The government of Norway has ended a 16-day strike against offshore oil and gas producers and killed the threat of an industry lockout that was set to begin at midnight last night. The labor minister said the decision was made to end the strike and potential lockout to protect the “vital interests” of the country. The government owns the controlling interest in Statoil ASA (NYSE: STO), the largest producer in the offshore oil fields. Other firms with interests in the North Sea offshore Norway include Total SA (NYSE: TOT), Eni SpA (NYSE: E), Royal Dutch Shell plc (NYSE: RDS-A) and (NYSE: RDS-B), BP plc (NYSE: BP), Chevron Corp. (NYSE: CVX), ConocoPhillips (NYSE: COP), and Exxon Mobil Corp. (NYSE: XOM).

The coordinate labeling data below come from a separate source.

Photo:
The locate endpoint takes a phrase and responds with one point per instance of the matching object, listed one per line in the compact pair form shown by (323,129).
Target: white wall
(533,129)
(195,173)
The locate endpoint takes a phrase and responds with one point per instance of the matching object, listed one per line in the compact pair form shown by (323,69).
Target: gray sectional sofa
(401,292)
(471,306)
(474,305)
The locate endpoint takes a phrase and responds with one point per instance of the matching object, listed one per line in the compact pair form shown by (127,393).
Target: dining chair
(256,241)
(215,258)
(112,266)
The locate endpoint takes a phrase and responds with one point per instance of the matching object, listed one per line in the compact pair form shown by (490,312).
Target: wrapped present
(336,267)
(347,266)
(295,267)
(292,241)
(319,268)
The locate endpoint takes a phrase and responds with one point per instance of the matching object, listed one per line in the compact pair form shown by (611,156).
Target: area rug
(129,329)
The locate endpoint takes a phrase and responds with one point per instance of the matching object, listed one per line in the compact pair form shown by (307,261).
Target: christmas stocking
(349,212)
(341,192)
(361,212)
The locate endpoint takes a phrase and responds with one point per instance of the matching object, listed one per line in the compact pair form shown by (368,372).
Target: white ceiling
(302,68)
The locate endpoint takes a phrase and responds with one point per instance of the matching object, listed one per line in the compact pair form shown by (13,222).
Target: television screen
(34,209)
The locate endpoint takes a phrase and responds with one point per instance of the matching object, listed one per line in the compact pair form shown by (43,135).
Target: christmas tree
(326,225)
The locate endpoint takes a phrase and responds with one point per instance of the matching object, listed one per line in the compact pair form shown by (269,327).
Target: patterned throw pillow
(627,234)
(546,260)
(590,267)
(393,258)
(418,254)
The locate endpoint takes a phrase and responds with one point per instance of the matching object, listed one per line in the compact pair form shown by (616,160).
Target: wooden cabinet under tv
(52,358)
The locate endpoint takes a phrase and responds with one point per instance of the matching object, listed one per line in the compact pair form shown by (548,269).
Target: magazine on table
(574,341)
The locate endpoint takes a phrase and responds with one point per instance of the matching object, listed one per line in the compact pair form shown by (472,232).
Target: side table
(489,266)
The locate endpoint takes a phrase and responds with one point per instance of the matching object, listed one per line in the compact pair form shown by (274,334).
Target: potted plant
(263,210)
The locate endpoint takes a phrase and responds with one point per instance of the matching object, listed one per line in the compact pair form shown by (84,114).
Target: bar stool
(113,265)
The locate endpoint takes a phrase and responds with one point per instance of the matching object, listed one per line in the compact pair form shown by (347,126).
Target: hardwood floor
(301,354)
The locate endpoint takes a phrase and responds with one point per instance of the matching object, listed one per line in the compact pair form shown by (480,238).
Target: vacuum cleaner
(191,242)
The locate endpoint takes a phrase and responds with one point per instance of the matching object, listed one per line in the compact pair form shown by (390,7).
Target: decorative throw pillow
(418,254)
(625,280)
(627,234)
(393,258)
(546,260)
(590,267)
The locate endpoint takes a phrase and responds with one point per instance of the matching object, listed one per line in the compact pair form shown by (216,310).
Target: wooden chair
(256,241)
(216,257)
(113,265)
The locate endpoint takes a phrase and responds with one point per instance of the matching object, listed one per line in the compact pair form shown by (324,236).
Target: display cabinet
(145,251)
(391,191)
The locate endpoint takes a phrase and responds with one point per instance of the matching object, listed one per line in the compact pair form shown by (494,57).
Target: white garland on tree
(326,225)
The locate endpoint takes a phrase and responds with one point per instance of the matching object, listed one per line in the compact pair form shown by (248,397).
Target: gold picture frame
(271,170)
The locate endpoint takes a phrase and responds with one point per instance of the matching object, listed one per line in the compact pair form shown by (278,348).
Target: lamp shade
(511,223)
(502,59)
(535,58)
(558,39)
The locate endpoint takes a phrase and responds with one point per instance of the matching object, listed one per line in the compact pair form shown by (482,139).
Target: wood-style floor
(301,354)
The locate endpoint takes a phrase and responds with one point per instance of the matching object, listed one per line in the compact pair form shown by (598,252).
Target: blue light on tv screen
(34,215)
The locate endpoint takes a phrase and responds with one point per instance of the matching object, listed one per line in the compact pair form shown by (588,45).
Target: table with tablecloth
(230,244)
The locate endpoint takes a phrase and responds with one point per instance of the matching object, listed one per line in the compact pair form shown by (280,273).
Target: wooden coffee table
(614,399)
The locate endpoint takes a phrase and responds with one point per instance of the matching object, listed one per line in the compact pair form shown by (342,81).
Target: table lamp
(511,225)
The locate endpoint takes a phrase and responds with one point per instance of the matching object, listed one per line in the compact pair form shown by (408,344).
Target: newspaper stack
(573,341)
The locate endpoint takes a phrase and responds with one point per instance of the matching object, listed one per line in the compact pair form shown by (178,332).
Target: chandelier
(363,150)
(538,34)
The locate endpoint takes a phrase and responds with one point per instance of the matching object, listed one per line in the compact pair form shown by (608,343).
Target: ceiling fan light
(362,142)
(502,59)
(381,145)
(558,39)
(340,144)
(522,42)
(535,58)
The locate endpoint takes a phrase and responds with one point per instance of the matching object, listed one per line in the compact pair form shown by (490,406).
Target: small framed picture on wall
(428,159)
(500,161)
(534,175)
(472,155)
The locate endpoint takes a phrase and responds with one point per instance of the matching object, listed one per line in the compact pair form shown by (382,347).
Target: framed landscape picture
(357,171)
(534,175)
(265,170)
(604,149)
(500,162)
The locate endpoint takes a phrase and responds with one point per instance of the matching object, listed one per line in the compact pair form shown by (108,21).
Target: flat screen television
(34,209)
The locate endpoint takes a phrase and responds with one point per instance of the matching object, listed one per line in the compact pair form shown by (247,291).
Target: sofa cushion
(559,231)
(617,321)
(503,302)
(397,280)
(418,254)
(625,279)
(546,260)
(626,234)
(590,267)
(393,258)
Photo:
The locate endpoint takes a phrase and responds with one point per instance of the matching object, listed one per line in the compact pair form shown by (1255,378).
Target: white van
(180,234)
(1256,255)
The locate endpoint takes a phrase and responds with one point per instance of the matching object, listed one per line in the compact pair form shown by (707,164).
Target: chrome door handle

The central issue in the strike had been the unions’ demand that workers be allowed to retire with full benefits at age 62 rather than the current 65. The Labor government waited until the very last minute to invoke its power to end the strike, presumably hoping to avoid offending its main constituency.
A lockout would have cut 2 million barrels/day of crude out of the market and a substantial amount of natural gas as well. Producers stood to lose as much as $300 million/day if the lockout had occurred.
The issues that led to the strike will now be heard by an arbitration panel. By threatening a lockout, the producers threatened not only the Norwegian government’s royalty earnings, but also the country’s reputation as a dependable supplier. Norway has never allowed a strike or lockout to stop offshore production and the producers wagered that it would not do so in this case. That was a sure bet.